Hello All,
I have been trolling this website for several years. The last couple of weeks I have been contemplating actually posting something. And today I finally decided to actually do it.
Let me first start by giving you some background on my life. I have an MS EE from a top 10 university, and worked for a top 10 IP law firm as a patent Agent. I eventually left the law firm for the PTO. I am sure a lot of you are shocked to hear this. Why leave a law firm and give up the great pay and benefits? Yes, the pay and benefits were great. I had a corporate credit card, took town cars on most PTO travel related business, I traveled to see clients, had a secretary (that I shared), my own office with a view, and I cannot even count all the social events that were provided by the firm with all the free food and alcohol you could consume.
However, what you may also be surprised to hear is that I am not the only person to leave a law firm for the PTO. Moreover, I have several friends and colleagues that plan on leaving their firm when they get their student loans paid off, or build up a nest egg. I also have several friends and colleagues that are planning to stay at their current jobs in their law firm and chase the Partner dream. And still further, I know many people that are only at the PTO for the experience; they plan on leaving the PTO to go to a law firm. I count them all as my friends and realize that each one made their own decisions based on their own wants and needs. However, I will focus on why someone would leave a law firm for the PTO.

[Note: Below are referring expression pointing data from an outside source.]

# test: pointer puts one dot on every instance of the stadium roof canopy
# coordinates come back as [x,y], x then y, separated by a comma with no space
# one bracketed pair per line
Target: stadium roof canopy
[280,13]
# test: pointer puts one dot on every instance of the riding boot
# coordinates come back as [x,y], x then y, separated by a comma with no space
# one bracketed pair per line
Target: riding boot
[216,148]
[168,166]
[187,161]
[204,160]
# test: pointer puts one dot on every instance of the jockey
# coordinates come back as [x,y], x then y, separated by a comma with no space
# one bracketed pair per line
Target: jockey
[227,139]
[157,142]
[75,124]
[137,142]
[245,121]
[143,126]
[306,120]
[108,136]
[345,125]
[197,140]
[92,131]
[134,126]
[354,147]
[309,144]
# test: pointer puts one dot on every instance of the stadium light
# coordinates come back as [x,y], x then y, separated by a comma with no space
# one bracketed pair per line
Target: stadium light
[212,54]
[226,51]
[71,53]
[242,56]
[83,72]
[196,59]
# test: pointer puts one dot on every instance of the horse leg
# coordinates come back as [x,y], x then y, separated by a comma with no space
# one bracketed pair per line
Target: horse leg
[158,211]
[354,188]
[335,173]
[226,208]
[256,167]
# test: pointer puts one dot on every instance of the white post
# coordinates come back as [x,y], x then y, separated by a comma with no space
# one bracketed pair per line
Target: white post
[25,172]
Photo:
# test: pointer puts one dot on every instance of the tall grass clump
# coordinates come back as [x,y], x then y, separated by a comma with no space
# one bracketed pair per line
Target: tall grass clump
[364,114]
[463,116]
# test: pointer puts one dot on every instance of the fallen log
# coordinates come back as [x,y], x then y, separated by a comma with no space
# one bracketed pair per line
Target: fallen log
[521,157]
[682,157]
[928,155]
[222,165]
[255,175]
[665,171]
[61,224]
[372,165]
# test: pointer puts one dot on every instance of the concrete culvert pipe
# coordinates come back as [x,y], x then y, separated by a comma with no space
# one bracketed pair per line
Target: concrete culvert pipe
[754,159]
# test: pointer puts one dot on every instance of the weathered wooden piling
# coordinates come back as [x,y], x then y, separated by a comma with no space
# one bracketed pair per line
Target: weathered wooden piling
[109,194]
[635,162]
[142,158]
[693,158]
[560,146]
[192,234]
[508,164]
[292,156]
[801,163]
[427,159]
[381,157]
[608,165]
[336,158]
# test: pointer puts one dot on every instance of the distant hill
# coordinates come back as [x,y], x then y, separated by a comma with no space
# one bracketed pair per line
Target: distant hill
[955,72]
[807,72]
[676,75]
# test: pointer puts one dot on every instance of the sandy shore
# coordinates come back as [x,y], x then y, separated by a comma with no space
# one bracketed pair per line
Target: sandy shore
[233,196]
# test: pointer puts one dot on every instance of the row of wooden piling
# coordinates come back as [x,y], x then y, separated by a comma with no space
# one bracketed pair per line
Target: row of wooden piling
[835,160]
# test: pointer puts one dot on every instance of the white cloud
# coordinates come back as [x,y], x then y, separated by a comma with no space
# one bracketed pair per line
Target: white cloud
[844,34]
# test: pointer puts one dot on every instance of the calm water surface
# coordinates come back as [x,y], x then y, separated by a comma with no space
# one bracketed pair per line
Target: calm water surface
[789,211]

Let’s first start with the billable hour requirement, of which my firm required 2000 billable hours a year. As many of you should know, 2000 billable hours does not mean being at work for 2000 hours in a year. For me, it took 10-12 hours to bill 8 hours. I understand this to be somewhat standard for most people. Any one who tells you different is most likely lying. If you average that at 11 hours worked for every 8 hours billed, you’re actually looking at approximately 2745 hours worked in a year to make the minimum requirements. For me, that translated in 10-12 hour days, 6 days a week. This of course was for prosecution, not litigation. Litigation is a whole new ball game.
The law firm I worked at didn’t provide actual vacation. However, if you billed your 2000 hours, you were free to take vacation time. You must understand that if you want to become Partner at a law firm, working 2000 billable hours a year will not get you there. The people I saw become Partners were billing upwards of 3000 a year.
For this work, the pay is great. When I started at my law firm, the starting salary for a first year associate was 165K. The medical benefits were very good, but there was no matching 401k.
So, why did I leave the law firm and go to the PTO? Well, I was miserable there. And so were a lot of people I worked with. Yes, there were a lot of people that were happy too, but I was not one of them. I spent so much time working that I rarely saw my wife, and never took an actual vacation. My only friends started to become the people I worked with, mostly because I saw them so much.
I started to contemplate where I wanted to go. Over the course of several months, I received 5 job offers; three government jobs and 2 other law firm jobs. I now had a choice to make. Do I try another law firm, go back into engineering, or go to the PTO. The engineering jobs were out because one was in Wyoming (lol), and the other required 100% travel. I also decided against another law firm job because I new that I would want to become a student associate, and that, I think, would be worse than actually just working as a patent agent, mostly because of the time that would be required.
So I decided on the PTO. I remember the look on the face of my recruiter when I told him I was going to go to the PTO instead of the law firm jobs that were offered. It was somewhere between utter disgust and complete surprise. In fact, several days later I received a phone call from him. One of the law firms wanted to know why I chose the PTO over them. I laughed and just told her I wanted to try something new. In reality, I just don’t think I could have ever been happy at a law firm.